# Peacocks in Flight



## SeaBreeze (Jun 13, 2014)

A few nice pictures of peacocks in flight...http://www.arkinspace.com/2014/05/peacocks-in-flight-its-quite-sight.html


​


----------



## Ina (Jun 13, 2014)

Sea, When we bought our log cabin, it hadn't been live in for many years. As it was May when we moved in, it was still coolish, and the cabin had an old fashion attic fan in it. We opened all the windows on the first night, and turned on that lovely old fan, and tiredly fell into bed. 
At about 3:00am. we were jerked out sleep by the screaming of what sounded like several women. All of us ran outside to find that the really big oak tree that canopied our cabin also served as the rousting and nesting home for about six gorgeous peacocks. They screamed all night, and every night until we found the owners. About three weeks. :holymoly::tapfoot:


----------



## SeaBreeze (Jun 13, 2014)

Lol, interesting story Ina!   I can't say that I know how they sound, but they are gorgeous!


----------



## Ina (Jun 13, 2014)

Sometime I'll tell you about the herd of goats that thought this was there home too. But I think it's time for me to get ready for bed.fftobed::zz:


----------



## Mollie (Jun 25, 2014)

These photographs are really nice to see. I have never seen Peacocks in flight before.


----------



## Falcon (Jun 25, 2014)

SeaBreeze said:


> Lol, interesting story Ina!   I can't say that I know how they sound, but they are gorgeous!

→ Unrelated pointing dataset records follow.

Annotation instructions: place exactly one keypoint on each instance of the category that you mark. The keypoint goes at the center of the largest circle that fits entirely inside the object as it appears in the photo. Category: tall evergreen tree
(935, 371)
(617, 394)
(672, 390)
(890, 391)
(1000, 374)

Sea,  The only way I can say what their sound is like is "RAUCOUS" !  It's terrible.

There are some that live up the hill from me and I found one on my roof for a few moments  one day.

Some folks love them and others hate them.  The males' beauty is offset by their habits; they destroy your flowers

and don't give a rat's a$$ where they crap.  The world is their toilet.


----------



## Raven (Jun 25, 2014)

Amazing pictures.  I have seen them strutting around at a nature park but never in flight.


----------



## Rainee (Jul 18, 2014)

Beautiful birds .. have seen them in Wales also London... they have them wild down in Launceston in Tasmania.. when they open their 
feathers they are beautiful beyond description.. but they say about this one is that the groom wears the wedding dress isn`t it pretty?


----------



## SeaBreeze (Jul 18, 2014)

Love that photo Rainee, thanks for sharing it!


----------